Giovanni’s film is financed by exuberant Frenchman Pierre (Mathieu Amalric), who gets to tool around Rome with the director on electric scooters, upgraded from the moped of Dear Diary.

Rather than keep a tight focus on the shoot, Giovanni gets preoccupied by countless other concerns. He has a pre-production ritual of watching Jacques Demy’s Lola while eating the same dessert each time with his wife and daughter, Emma (Valentina Romani). But they both bow out even before the movie starts. With a foot fixation to rival Tarantino, he bristles at an actress wearing mules, a pet peeve, to the set, and flinches every time the woman playing Vera dares to improvise, tweaking his dialogue.

Despite his track record of making a film every five years, Giovanni is also mulling over two other projects — an adaptation of John Cheever’s The Swimmer and a two-decade love story. The latter gets undermined by real life when Paola finally asks for a divorce she’s been planning for some time. Giovanni is a man who eats up all the oxygen in the room, so even finding the right moment to bring up the subject has been a challenge for his wife.

In most films, this would introduce a vein of sadness, and there’s a lovely scene in which Giovanni feeds dialogue to a young woman conjured out of his imagination, having an argument with her boyfriend.
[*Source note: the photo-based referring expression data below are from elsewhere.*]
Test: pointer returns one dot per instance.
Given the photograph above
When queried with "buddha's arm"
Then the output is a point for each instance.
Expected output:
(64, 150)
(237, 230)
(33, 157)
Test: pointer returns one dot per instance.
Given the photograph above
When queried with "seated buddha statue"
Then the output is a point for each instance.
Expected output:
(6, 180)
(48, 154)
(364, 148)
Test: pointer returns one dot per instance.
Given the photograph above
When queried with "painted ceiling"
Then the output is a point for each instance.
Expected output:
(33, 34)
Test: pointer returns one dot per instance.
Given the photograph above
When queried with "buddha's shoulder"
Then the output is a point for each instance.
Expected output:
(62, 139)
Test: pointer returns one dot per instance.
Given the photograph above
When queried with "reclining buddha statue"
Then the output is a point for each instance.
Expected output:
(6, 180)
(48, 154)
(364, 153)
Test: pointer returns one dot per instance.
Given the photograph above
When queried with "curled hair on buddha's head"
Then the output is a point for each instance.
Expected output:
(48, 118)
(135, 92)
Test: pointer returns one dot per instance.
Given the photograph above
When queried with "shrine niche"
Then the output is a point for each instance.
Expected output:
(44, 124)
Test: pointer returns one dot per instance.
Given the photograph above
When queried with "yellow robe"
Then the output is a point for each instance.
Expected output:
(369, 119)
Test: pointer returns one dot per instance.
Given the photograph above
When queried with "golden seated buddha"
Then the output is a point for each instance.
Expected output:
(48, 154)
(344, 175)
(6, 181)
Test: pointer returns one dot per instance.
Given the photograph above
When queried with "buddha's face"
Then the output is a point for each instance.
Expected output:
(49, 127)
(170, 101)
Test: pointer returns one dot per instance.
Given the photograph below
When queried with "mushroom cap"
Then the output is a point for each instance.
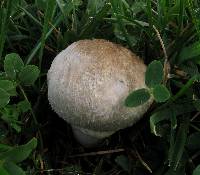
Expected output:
(88, 83)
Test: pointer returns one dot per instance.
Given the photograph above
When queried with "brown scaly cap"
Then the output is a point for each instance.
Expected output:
(89, 81)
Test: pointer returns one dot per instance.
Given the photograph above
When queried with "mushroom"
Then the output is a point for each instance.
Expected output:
(88, 83)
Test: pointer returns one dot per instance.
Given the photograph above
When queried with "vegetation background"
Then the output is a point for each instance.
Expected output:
(33, 140)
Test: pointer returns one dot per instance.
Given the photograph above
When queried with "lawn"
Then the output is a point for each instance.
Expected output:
(165, 34)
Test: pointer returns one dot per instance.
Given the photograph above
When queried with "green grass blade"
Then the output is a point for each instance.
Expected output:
(50, 6)
(5, 15)
(38, 45)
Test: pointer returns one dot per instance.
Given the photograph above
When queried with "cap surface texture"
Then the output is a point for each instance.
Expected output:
(88, 83)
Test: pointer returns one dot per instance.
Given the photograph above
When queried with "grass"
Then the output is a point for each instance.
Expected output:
(165, 141)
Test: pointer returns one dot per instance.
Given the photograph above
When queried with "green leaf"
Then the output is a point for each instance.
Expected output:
(3, 171)
(123, 162)
(193, 142)
(197, 104)
(20, 152)
(137, 98)
(24, 106)
(13, 169)
(161, 93)
(29, 74)
(9, 87)
(165, 114)
(189, 52)
(10, 115)
(4, 98)
(154, 74)
(13, 65)
(177, 150)
(196, 171)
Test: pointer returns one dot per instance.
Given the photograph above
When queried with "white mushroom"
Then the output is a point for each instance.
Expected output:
(88, 83)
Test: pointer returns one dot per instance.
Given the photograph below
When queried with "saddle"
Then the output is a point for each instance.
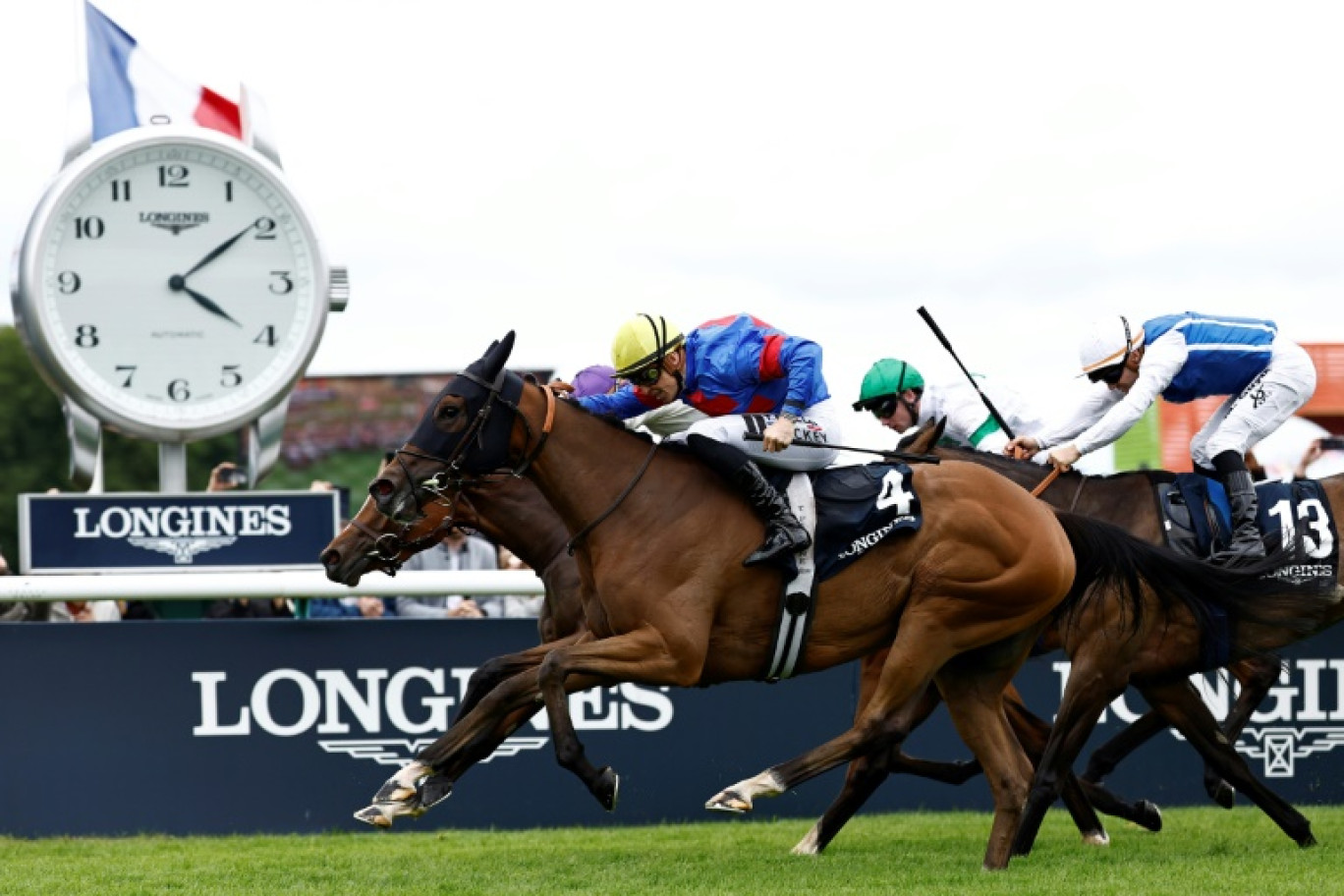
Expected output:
(852, 509)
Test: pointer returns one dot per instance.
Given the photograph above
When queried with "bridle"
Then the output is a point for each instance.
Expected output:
(455, 477)
(453, 473)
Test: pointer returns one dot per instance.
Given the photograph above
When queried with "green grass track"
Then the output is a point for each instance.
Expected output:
(1202, 852)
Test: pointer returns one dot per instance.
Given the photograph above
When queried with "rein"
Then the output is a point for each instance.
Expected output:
(578, 536)
(1054, 475)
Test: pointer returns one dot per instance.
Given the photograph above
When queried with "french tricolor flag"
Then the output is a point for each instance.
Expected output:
(128, 87)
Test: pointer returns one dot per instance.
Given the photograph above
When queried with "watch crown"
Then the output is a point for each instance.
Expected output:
(339, 288)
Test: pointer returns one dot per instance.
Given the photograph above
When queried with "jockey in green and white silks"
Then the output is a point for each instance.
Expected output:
(897, 394)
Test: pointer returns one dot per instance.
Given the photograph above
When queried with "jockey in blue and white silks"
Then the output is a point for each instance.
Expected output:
(1184, 358)
(746, 376)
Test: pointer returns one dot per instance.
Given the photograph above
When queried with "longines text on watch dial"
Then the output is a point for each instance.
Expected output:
(178, 282)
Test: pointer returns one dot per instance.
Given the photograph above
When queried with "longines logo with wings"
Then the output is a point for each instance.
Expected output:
(182, 549)
(398, 752)
(174, 220)
(394, 713)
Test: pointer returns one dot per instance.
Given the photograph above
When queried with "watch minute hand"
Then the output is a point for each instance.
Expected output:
(218, 251)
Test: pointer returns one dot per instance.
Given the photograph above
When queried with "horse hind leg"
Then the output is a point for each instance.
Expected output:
(1184, 708)
(1033, 734)
(866, 772)
(642, 654)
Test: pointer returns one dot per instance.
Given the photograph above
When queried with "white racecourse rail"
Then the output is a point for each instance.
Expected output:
(303, 584)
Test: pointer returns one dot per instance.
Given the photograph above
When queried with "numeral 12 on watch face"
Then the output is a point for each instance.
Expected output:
(176, 284)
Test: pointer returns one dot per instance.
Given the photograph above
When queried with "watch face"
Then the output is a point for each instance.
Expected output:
(171, 284)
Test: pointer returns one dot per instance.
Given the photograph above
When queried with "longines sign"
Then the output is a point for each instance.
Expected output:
(149, 532)
(324, 710)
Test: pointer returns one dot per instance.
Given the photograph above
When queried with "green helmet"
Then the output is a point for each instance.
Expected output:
(888, 376)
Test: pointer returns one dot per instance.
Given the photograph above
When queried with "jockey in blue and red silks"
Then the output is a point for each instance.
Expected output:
(730, 368)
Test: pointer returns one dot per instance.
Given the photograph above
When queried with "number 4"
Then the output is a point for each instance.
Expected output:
(894, 492)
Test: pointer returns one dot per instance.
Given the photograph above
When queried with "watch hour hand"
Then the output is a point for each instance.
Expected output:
(219, 251)
(179, 284)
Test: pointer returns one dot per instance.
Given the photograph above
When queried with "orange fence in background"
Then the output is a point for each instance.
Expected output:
(1180, 422)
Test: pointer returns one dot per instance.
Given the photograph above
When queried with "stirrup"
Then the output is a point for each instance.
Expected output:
(785, 543)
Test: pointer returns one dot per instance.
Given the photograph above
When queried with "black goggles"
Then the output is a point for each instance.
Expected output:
(1110, 375)
(1107, 375)
(882, 407)
(645, 376)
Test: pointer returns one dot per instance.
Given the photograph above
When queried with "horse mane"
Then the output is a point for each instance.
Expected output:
(610, 420)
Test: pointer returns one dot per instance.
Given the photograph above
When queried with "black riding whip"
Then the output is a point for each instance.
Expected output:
(993, 412)
(891, 456)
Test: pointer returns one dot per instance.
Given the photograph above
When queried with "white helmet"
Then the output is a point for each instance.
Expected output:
(1106, 343)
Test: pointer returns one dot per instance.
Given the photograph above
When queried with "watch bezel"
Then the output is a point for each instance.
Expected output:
(33, 325)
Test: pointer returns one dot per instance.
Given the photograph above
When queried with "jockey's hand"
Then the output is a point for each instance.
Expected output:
(778, 435)
(1065, 457)
(1022, 448)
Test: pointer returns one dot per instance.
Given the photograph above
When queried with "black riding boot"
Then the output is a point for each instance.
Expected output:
(784, 534)
(1246, 544)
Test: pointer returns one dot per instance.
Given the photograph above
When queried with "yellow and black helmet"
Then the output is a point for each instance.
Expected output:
(643, 341)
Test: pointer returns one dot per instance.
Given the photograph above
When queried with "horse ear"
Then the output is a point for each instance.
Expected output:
(496, 357)
(937, 430)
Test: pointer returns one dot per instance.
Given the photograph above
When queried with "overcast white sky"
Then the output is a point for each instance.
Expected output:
(557, 167)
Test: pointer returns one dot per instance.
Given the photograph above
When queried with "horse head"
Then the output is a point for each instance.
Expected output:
(464, 431)
(373, 541)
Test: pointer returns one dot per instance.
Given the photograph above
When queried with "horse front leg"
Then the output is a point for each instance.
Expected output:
(492, 672)
(430, 776)
(638, 655)
(1257, 676)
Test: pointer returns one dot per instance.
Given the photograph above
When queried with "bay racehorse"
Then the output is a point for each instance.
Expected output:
(1125, 500)
(512, 512)
(1157, 655)
(660, 545)
(1154, 650)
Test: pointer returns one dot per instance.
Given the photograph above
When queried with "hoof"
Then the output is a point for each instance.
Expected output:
(394, 792)
(729, 801)
(433, 790)
(1149, 815)
(608, 789)
(810, 845)
(373, 815)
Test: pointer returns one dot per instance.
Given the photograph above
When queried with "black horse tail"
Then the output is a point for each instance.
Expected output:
(1112, 558)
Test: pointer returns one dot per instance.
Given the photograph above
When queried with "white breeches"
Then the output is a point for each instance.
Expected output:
(817, 427)
(1244, 420)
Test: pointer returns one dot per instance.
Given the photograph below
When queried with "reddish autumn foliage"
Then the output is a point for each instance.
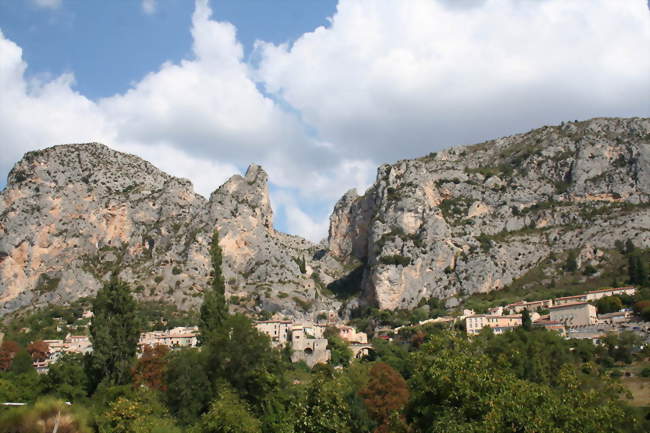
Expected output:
(386, 393)
(39, 350)
(150, 368)
(8, 350)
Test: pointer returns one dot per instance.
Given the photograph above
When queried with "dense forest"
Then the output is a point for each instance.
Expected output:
(426, 379)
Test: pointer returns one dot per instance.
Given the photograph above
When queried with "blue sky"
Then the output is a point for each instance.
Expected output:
(319, 92)
(111, 44)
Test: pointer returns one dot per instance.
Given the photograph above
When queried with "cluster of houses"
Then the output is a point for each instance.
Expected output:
(566, 315)
(307, 341)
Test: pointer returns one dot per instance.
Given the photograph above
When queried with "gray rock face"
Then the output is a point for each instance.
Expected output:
(466, 220)
(473, 219)
(71, 214)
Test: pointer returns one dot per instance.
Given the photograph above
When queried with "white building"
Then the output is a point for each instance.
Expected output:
(577, 314)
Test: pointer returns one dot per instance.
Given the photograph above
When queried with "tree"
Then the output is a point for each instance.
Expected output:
(385, 394)
(149, 370)
(66, 378)
(638, 269)
(22, 363)
(47, 415)
(526, 322)
(114, 333)
(214, 309)
(139, 412)
(241, 356)
(229, 414)
(8, 350)
(188, 387)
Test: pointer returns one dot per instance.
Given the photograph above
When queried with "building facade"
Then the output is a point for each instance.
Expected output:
(576, 314)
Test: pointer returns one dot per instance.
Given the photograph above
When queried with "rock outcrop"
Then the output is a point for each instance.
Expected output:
(465, 220)
(71, 214)
(475, 218)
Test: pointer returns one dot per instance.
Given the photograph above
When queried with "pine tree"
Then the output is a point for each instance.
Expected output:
(213, 310)
(114, 333)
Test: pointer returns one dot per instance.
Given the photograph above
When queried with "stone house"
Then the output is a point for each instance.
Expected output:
(576, 314)
(498, 324)
(277, 330)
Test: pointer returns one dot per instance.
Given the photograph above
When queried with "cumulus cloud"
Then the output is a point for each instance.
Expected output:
(149, 7)
(385, 80)
(393, 79)
(47, 4)
(203, 118)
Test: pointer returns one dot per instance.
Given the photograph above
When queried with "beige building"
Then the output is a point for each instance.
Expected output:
(531, 306)
(307, 347)
(498, 324)
(277, 330)
(595, 295)
(576, 314)
(349, 334)
(175, 337)
(570, 299)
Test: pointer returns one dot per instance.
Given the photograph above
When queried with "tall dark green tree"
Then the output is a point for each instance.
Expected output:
(214, 309)
(114, 333)
(526, 321)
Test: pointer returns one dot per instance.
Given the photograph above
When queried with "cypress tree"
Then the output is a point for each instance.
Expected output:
(213, 310)
(114, 333)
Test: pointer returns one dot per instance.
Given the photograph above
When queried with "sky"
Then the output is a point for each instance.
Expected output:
(319, 92)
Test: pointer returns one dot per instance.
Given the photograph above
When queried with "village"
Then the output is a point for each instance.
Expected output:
(573, 317)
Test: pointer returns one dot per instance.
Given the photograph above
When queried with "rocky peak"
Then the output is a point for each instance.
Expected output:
(244, 197)
(476, 218)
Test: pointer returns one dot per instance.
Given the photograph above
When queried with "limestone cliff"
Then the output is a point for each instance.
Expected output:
(475, 218)
(71, 214)
(465, 220)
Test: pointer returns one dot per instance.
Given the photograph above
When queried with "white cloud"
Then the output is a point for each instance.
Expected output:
(392, 79)
(47, 4)
(386, 80)
(149, 6)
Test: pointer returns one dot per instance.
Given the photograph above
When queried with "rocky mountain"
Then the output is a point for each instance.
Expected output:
(465, 220)
(71, 214)
(476, 218)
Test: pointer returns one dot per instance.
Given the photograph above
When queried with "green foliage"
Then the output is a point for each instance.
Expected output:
(189, 390)
(66, 378)
(47, 415)
(214, 309)
(228, 414)
(325, 409)
(114, 333)
(140, 412)
(241, 356)
(458, 389)
(22, 363)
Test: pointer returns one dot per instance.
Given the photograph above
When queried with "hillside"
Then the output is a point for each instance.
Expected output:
(466, 220)
(478, 218)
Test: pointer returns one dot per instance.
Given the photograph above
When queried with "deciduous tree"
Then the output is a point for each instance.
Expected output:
(114, 333)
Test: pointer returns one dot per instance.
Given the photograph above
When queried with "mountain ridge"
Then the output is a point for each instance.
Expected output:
(464, 220)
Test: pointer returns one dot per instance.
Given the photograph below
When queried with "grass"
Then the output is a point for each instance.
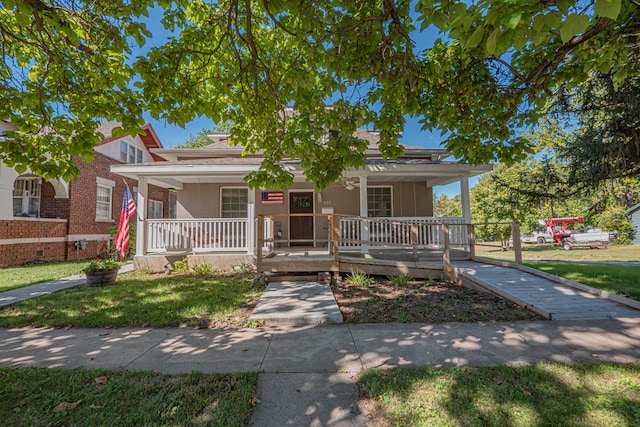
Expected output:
(18, 277)
(616, 279)
(549, 251)
(116, 398)
(142, 300)
(589, 394)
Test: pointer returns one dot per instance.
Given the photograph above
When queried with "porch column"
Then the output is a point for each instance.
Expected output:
(141, 206)
(7, 178)
(252, 238)
(364, 212)
(465, 199)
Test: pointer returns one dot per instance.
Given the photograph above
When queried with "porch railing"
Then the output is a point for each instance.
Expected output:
(214, 234)
(404, 231)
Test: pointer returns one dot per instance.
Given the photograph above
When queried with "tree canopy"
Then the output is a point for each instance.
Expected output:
(285, 72)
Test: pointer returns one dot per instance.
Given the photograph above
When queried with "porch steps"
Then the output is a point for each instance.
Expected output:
(549, 296)
(300, 302)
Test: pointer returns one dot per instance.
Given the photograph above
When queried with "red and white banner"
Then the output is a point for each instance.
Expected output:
(272, 197)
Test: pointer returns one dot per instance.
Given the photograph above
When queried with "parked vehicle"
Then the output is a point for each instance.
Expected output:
(564, 234)
(538, 236)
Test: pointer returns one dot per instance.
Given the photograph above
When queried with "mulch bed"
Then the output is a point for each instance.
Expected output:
(423, 302)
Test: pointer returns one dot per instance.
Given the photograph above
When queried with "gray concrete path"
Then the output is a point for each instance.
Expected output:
(548, 295)
(297, 303)
(308, 373)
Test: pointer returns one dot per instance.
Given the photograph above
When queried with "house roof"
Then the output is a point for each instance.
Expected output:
(221, 147)
(223, 163)
(149, 137)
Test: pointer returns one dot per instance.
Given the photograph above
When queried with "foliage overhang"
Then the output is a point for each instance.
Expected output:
(497, 67)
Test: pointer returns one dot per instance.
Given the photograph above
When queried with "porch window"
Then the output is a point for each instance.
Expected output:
(234, 203)
(379, 201)
(26, 196)
(173, 204)
(155, 209)
(103, 202)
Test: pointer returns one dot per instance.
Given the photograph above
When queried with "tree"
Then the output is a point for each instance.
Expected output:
(65, 67)
(447, 207)
(606, 144)
(287, 72)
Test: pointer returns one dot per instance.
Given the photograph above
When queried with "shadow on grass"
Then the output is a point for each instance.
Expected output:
(584, 394)
(136, 300)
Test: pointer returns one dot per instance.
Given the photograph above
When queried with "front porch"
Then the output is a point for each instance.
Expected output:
(417, 246)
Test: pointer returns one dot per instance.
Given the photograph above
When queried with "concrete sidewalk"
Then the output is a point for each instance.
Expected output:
(308, 373)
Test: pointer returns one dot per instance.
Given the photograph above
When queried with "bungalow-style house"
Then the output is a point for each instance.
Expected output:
(221, 222)
(53, 220)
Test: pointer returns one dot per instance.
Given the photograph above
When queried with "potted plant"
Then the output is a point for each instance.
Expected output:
(101, 272)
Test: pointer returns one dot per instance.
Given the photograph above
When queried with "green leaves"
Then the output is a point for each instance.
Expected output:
(608, 8)
(286, 75)
(574, 24)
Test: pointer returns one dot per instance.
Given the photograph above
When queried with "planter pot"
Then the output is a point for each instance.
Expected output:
(101, 278)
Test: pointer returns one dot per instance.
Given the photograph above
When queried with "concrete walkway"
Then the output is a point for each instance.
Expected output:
(308, 373)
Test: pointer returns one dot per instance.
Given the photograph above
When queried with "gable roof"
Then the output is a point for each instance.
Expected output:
(149, 137)
(221, 147)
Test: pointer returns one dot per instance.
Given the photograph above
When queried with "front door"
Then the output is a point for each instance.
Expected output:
(301, 227)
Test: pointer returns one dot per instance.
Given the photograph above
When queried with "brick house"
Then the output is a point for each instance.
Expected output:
(55, 220)
(387, 203)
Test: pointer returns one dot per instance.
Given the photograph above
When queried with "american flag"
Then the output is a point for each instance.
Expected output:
(122, 235)
(272, 198)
But Moretti has pretty much never played anything but Moretti and poignant nuances generally are not within his range. Giovanni’s self-absorption makes it seem as if everything bothers him but nothing touches him, and without inbuilt affection for Moretti’s work, that makes him kind of a talky bore to be around.

I can’t say what I found more tiresome — his shouty declamatory line readings or his breaking into song and even dance as the film becomes a quasi-musical. It lifts vintage tracks by Franco Battiato, Fabrizio De André and Luigi Tenco, as well as a more recent hit by Noemi that begins with Giovanni singing along to the car radio until he arrives on set and the entire cast and crew join in. Unfortunately, moments like those come off more self-consciously cutesy than infectious. And you do not want to see rhythm-challenged Moretti bopping along to Aretha Franklin singing “Think.”

When the production’s financing drops out, Giovanni goes into crisis mode, seeking desperate fixes like a Netflix meeting in an amusing scene that takes broad — and probably not completely inaccurate — swipes at the algorithmic approach to making movies in the streaming age.

The funding hiccup eventually gets resolved by improbable means, but Giovanni is gripped by indecision, changing his mind repeatedly about the bleak ending for the Ennio character and for any faith in the party to stay on the right side of history.

Moretti ultimately rewrites that history, choosing joy and unity over despair, and celebrating an alternate outcome while also giving an affectionate nod back over his own filmography by mixing familiar faces from past work in with the finale’s jubilant crowd.

There’s an undeniable sweetness to touches like that, along with the presence of key returning players like Buy and Orlando. But the film’s wistful hope for the future of cinema and its healing power ends up being too self-satisfied to register as an expression of collective faith.